The executive order is set to take effect in 45 days, though Trump leaves office in about two weeks. President-Elect Joe Biden’s transition team has not yet commented on how they will handle the executive order.
Reasons for the Ban
Trump has voiced concerns about these apps accessing private information from users, which could be used by the Chinese government to “track the locations of Federal employees and contractors, and build dossiers of personal information.” A senior official with the Trump administration said in a briefing that the order would prevent Americans’ data from being used by the Chinese government as a “mass tool for global oppression.”
Meanwhile, Chinese Foreign Ministry spokeswoman Hua Chunying called the order “another example of the US stretching the concept of national security, abusing its national power, to oppress foreign companies.”

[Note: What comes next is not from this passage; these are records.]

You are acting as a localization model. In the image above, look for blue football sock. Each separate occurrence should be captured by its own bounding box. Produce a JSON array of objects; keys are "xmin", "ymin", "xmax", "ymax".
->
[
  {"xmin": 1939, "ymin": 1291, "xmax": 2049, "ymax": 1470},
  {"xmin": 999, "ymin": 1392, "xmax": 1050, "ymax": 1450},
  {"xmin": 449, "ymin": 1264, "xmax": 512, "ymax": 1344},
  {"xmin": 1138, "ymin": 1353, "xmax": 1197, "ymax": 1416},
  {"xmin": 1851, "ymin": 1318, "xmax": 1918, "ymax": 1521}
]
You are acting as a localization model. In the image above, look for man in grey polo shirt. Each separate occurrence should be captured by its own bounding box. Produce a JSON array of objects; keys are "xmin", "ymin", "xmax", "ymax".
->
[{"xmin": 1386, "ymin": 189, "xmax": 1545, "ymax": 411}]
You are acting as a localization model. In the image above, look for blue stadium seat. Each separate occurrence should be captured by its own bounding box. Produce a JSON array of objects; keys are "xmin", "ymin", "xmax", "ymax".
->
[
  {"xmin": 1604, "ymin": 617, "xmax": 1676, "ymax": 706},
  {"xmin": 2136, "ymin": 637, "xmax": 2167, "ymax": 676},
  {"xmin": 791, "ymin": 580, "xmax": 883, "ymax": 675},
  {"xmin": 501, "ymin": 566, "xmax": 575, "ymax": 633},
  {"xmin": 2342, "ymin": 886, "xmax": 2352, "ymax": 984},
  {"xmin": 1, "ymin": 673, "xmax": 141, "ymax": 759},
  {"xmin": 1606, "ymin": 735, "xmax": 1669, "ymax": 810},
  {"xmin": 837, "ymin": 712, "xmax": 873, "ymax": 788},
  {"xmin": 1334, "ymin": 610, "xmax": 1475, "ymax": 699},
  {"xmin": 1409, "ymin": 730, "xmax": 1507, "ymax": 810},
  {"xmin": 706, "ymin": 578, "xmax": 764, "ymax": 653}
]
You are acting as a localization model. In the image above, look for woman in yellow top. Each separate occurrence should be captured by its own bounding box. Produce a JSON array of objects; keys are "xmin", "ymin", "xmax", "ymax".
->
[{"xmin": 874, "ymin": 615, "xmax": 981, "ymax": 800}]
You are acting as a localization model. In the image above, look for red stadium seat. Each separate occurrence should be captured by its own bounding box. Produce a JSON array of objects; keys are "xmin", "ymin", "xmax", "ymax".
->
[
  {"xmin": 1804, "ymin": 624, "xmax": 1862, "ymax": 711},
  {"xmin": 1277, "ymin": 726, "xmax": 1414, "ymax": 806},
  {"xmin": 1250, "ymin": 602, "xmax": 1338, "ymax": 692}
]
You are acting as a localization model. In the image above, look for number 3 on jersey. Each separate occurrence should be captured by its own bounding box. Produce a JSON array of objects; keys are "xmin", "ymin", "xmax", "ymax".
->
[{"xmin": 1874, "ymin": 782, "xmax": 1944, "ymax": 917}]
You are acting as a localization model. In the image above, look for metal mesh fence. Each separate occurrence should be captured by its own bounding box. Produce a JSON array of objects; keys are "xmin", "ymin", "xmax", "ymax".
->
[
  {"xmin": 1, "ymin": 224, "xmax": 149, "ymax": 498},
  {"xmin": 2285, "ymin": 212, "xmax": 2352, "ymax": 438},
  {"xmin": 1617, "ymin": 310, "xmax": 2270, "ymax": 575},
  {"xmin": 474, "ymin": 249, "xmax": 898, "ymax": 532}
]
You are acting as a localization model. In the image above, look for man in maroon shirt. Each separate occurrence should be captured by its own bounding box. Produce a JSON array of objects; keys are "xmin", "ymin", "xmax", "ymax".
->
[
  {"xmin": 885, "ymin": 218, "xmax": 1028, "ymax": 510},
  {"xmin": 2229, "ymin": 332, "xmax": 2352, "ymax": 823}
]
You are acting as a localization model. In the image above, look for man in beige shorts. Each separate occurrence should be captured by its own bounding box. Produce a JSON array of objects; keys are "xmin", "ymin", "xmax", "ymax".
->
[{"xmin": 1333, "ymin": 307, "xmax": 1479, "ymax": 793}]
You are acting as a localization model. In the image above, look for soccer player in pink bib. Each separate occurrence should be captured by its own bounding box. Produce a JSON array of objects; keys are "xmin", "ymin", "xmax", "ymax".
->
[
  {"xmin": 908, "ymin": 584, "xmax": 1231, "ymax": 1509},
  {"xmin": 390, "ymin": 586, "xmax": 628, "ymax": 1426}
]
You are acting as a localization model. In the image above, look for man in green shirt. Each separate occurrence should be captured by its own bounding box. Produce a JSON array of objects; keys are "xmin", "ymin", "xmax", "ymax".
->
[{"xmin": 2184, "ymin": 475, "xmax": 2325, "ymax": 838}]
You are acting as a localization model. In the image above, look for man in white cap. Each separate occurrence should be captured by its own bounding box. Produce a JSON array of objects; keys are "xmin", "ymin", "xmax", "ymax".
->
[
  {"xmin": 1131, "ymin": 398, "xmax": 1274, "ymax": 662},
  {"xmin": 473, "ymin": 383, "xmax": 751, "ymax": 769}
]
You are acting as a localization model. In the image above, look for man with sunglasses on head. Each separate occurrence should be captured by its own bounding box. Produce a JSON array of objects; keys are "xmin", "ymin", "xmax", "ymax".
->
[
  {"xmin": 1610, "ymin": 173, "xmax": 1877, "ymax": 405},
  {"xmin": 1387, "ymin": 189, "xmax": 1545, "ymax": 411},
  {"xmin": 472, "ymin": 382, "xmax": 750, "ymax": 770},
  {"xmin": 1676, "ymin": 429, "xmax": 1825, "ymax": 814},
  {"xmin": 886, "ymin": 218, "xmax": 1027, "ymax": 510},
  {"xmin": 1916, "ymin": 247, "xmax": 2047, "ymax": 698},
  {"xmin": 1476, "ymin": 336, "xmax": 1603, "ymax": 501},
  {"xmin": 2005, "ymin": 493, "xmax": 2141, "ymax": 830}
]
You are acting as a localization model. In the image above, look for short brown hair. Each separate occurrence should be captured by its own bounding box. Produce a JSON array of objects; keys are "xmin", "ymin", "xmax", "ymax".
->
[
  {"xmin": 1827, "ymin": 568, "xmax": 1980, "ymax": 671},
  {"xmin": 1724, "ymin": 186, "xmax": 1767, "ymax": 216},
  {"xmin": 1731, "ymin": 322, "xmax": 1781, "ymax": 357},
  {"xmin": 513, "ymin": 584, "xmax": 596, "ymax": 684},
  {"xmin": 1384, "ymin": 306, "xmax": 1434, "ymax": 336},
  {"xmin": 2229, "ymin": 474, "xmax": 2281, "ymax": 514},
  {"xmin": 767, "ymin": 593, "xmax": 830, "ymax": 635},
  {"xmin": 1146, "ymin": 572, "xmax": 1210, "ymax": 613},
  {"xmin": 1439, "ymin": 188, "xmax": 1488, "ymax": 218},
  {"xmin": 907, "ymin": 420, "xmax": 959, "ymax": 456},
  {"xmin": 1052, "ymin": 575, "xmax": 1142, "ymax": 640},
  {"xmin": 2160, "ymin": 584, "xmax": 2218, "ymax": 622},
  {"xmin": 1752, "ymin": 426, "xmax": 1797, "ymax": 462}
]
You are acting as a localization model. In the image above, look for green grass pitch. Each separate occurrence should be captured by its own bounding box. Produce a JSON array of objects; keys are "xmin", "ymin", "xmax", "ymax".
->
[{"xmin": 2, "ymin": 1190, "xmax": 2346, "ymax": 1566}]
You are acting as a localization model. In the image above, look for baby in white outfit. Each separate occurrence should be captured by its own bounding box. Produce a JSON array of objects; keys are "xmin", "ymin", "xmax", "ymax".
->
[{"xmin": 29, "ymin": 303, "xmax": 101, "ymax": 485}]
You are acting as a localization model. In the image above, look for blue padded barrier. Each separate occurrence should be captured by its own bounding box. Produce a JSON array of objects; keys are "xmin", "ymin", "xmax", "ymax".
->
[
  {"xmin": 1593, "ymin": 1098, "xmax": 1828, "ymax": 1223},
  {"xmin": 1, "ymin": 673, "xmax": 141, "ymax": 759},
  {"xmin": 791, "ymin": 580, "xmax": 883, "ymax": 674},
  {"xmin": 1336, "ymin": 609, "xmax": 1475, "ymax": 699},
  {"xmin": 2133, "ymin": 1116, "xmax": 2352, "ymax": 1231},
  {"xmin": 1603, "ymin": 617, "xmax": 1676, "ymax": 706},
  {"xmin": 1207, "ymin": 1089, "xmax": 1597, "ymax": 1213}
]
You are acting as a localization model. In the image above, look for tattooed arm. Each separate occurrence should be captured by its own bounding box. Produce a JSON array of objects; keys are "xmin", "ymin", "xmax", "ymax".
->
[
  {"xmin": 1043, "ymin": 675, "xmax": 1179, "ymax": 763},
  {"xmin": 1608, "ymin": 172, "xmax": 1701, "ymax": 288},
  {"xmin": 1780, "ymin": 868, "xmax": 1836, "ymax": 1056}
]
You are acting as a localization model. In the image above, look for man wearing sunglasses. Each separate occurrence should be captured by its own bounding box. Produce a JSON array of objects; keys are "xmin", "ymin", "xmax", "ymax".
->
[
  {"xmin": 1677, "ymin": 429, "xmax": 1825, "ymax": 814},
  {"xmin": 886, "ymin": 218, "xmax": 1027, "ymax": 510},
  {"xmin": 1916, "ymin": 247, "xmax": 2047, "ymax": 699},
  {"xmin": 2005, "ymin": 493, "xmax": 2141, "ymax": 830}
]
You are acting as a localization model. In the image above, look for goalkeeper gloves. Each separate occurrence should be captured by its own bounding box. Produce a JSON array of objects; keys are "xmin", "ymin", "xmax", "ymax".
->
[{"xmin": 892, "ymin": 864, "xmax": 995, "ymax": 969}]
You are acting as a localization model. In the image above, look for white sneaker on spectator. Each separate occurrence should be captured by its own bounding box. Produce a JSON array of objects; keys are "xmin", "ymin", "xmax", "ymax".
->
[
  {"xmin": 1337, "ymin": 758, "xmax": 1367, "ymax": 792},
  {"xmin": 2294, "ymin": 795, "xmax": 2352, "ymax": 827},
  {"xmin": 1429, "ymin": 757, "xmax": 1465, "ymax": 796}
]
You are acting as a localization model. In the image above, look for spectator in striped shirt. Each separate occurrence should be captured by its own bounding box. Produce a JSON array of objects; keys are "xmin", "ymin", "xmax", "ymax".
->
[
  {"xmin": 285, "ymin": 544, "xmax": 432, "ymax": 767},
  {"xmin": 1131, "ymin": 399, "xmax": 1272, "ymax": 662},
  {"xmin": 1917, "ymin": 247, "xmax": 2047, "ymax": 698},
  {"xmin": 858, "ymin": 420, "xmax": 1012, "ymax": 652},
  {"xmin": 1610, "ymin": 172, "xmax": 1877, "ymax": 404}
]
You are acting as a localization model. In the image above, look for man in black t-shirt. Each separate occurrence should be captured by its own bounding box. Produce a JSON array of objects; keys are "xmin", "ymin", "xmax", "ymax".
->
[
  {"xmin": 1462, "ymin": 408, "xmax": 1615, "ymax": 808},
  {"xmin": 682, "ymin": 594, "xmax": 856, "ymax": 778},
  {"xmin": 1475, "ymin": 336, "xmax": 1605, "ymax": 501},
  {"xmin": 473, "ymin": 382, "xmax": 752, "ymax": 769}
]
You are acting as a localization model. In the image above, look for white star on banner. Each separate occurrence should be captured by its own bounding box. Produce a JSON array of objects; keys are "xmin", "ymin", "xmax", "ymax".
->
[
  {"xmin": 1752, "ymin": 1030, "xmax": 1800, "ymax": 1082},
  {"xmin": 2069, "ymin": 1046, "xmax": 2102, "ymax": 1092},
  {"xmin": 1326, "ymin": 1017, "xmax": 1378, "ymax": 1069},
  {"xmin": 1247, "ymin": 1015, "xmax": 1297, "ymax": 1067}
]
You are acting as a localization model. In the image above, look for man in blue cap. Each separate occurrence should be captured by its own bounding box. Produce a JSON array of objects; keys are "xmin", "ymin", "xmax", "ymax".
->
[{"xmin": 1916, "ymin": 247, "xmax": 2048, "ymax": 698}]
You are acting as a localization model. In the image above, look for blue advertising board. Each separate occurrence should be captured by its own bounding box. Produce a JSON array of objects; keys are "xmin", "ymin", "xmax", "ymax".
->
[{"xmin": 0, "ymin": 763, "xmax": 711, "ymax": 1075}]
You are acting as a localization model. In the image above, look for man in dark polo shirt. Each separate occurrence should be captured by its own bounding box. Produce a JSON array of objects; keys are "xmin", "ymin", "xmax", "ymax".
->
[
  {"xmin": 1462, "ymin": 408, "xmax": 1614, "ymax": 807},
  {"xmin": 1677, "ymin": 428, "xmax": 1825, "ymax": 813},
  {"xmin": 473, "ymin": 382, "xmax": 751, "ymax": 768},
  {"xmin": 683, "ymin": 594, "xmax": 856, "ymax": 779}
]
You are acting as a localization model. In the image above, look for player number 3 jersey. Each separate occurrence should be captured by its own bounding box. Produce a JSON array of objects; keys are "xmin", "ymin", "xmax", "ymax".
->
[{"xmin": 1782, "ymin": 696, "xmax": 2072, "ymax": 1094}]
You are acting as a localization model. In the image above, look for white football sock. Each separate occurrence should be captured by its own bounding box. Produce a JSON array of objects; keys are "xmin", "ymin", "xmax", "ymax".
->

Federal judges have blocked the past bans the Trump administration imposed on Chinese social media companies TikTok and WeChat. “As with the WeChat and TikTok executive orders, the underlying threat that the administration is identifying here is not clearly tied to any specific actions taken by the companies named in the order,” said Anna Ashton, Vice President for Government Affairs at the US-China Business Council.
NYSE Could Once Again Reverse Delisting Decision
Meanwhile, the New York Stock Exchange is reassessing its decision to allow three Chinese telecom companies to remain listed on the exchange. The NYSE said last week it would delist China Mobile (CHL), China Telecom (CHA), and China Unicom (CHU) after the Trump administration banned investments in companies tied to the Chinese state. The decision was reversed on Monday, but the board could return to its original ruling.
The sudden reversals of the decisions highlight the level of tension around Chinese companies. Investors in these companies will be carefully monitoring developments during the final days of the Trump administration and during the transition to a Biden administration.